(1) 経営方針
当社グループは、「ご縁がある皆様を幸せにする」という経営理念のもと、様々な婚活サービスとライフデザインサービスを提供し、結婚カップルを生み出すことで、社会に貢献することを目指しております。
当社グループは、2021年2月10日に開示した中期経営計画(2021年-2027年)において、成婚組数、加盟相談所数を重要指標、お見合い会員数、マッチング会員数をサブ指標と定めました。収益はもちろんのこと、事業価値を高めるために、より重要な経営指標は何かを議論し策定した計画となっており、経営目標として2027年度には、「成婚組数2.5万組」「加盟相談所数1万社」「お見合い会員数20万人」「マッチング会員数50万人」を達成することで、持続的な企業価値の向上を実現してまいります。
当社グループは、東証1部上場の信用力に加え、ITとサービスを融合させた複合的なビジネスモデルを展開するとともに、成婚サポート力、お見合いシステム、圧倒的な会員基盤という同業他社にはない独自の強みをもっております。
また、成婚者及び婚活会員に対して不動産・住宅ローン、保険などの周辺サービスを提供するライフデザイン事業を展開し、総合ライフデザインカンパニーとして、基盤強化及び領域拡大を図っております。
当社グループは、このような強みや事業展開を背景に、工夫と創造や、変革と挑戦に取り組む姿勢を全社的に持ち、顧客満足度の高いサービスを提供し続けることで、収益性の高い事業を展開してまいります。

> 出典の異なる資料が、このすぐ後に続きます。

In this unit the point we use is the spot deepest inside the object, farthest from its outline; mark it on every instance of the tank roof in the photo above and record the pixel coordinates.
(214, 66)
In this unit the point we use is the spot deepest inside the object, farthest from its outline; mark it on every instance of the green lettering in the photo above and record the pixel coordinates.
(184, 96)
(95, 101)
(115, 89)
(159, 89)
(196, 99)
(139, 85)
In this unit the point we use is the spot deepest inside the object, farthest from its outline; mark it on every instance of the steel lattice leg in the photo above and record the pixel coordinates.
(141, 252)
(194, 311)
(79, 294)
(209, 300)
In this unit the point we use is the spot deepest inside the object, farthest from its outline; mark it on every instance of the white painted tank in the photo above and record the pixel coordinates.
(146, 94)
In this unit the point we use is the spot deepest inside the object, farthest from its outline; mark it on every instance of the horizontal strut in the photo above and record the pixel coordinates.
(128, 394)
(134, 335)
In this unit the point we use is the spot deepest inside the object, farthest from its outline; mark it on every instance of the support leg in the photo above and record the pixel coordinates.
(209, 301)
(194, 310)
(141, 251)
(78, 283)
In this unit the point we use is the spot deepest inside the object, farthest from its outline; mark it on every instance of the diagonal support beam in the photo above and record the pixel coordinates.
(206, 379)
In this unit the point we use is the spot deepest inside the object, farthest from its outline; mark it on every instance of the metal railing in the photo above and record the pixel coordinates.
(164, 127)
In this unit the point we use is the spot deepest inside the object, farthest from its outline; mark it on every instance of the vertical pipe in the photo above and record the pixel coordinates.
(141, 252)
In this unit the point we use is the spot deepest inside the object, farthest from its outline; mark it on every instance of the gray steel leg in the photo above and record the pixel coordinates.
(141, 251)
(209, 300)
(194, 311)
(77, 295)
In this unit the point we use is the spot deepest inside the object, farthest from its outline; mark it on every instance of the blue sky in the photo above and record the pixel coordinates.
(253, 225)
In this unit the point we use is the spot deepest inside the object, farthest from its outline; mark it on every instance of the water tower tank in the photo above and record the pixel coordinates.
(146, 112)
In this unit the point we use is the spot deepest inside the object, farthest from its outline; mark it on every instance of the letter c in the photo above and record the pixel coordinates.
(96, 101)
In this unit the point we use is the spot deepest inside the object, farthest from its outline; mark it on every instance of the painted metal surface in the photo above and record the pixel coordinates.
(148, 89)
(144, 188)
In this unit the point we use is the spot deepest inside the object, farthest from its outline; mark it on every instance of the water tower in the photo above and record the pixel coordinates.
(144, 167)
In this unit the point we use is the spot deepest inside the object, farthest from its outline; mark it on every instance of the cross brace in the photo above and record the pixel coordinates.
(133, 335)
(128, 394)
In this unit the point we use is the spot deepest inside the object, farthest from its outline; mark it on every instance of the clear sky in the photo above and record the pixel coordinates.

さらに、少子高齢化問題、人口減少問題、地方問題など日本における複数の社会問題の解決に貢献していくことは当社グループの強みでありビジョンであります。成婚組数と加盟相談所数の増加は、これらの日本の社会問題解決に直接的に資するものだと考えており、特に注力してまいります。
上記を踏まえ、2027年度の経営目標を見据えた結果、2022年度の目標を売上高160億円、営業利益17億円としております。
当社グループは、上記の経営目標を達成していく上で、今後は次の課題に取り組んでまいります。
① 加盟相談所・会員基盤拡大に向けた集客チャネルの活性化
重要指標として掲げる成婚組数を伸ばすためには、マッチング(引き合わせ)だけでなく、マッチング後の婚約や結婚までのアナログなサポートが重要であり、その担い手である仲人の増加、すなわち加盟相談所網の拡大と働きが肝であります。
そこで、加盟相談所・会員基盤拡大に向けて、いかに集客チャネルを多様化、活性化していくかが重要であると考えております。例えば、コロナ禍において新規事業を検討している法人の開業ニーズ、大企業をはじめとして副業が解禁されたことによる個人の副業ニーズなど、社会情勢の変化により拡大する結婚相談所事業の開業ニーズを的確にとらえていく必要があります。また、グループ会社の直営店であるサンマリエやZWEIの会員基盤と全国62店舗を核にして、加盟相談所を拡大させることや提携地方銀行や地方自治体とのリレーションを強化し、地方創生をキーワードとして地域に根差した加盟相談所を勢いづけて拡大させ、人のつながりや地域のつながりを活用して潜在顧客を掘り起こしてまいります。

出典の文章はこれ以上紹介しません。